Once thought of as the useless era for culture, music and cinema, the 80s have become the new-go-to fascination for film material.
It’s circa 1984 when we learn that Richard Wersche Jr (Richie Merritt) is a street hustler, an FBI informant and a drug Kingpin. Our story opens at an arms show where Rick is too young to purchase a gun, but his father, Richard Wersche Sr. (Matthew McConaughey) tough-talks his way into two.
Right from the get-go we hear the strength in the screenplay that brings us into Rick’s view of his depressing world. Rick’s mother is dead. His sister Dawn (Beth Powley) is an addict, and his father messes with the law, despite promising his son the dream of opening dozens of video stores. The only normal thing in Rick’s life – if you can call them that – are his grandparents (Bruce Dern and Piper Laurie) who desperately try to instill discipline in an impressionable boy where no house rules apply.
Rick finds himself searching for love, desperate to fit in –someplace, anyplace – and scoping out the night scene (he’s only 14) with roller skates and disco balls. Maybe he can fit in here?
Rick is hungry for a childhood,too, and it’s made apparent by the subtle mention of his grandparents baking cookies or the TV backdrop of “Luke and Laura’s” famous wedding scene on General Hospital.
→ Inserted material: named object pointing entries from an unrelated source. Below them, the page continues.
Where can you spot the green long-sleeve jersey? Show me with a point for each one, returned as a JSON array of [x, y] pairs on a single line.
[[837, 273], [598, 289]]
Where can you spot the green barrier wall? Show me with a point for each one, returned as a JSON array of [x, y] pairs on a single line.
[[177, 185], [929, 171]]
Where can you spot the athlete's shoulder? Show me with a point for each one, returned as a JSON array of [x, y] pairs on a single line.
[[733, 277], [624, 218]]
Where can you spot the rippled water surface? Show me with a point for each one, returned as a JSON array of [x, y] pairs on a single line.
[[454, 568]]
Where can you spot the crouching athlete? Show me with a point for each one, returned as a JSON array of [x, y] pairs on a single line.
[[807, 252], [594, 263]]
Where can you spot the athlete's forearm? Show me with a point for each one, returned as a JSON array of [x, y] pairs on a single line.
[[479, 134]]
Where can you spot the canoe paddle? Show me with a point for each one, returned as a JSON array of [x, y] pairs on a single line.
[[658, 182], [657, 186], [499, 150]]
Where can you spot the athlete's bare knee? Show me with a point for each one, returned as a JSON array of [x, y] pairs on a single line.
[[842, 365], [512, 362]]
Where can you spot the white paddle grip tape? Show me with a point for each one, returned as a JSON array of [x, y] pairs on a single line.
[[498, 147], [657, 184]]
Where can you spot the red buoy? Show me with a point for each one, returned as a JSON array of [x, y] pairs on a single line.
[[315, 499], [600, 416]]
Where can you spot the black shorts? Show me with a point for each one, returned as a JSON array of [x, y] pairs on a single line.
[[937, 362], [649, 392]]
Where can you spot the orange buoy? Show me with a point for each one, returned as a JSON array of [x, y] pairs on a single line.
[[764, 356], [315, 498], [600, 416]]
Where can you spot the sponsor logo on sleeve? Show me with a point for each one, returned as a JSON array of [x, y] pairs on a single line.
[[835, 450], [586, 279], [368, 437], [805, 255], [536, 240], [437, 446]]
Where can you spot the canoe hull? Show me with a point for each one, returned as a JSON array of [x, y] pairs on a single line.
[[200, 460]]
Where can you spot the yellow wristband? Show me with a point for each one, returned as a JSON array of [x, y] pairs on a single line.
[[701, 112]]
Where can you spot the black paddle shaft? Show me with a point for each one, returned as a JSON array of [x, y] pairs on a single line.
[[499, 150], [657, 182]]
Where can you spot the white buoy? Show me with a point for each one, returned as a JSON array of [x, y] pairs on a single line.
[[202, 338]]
There’s the oversized stuffed toy yellow duck found in a trash heap that Rick clings and carries as if to reclaim his lost youth.
A foul mouthed, tough ghetto boy, his nickname “White Boy Rick” hails from the local gangs who deal his drugs. But he’s also in a deal with the FBI, to nail some bad guys so that they can get warrants. Apparently, Rick needs to make five buys to seal the deal and turn state’s evidence on the law.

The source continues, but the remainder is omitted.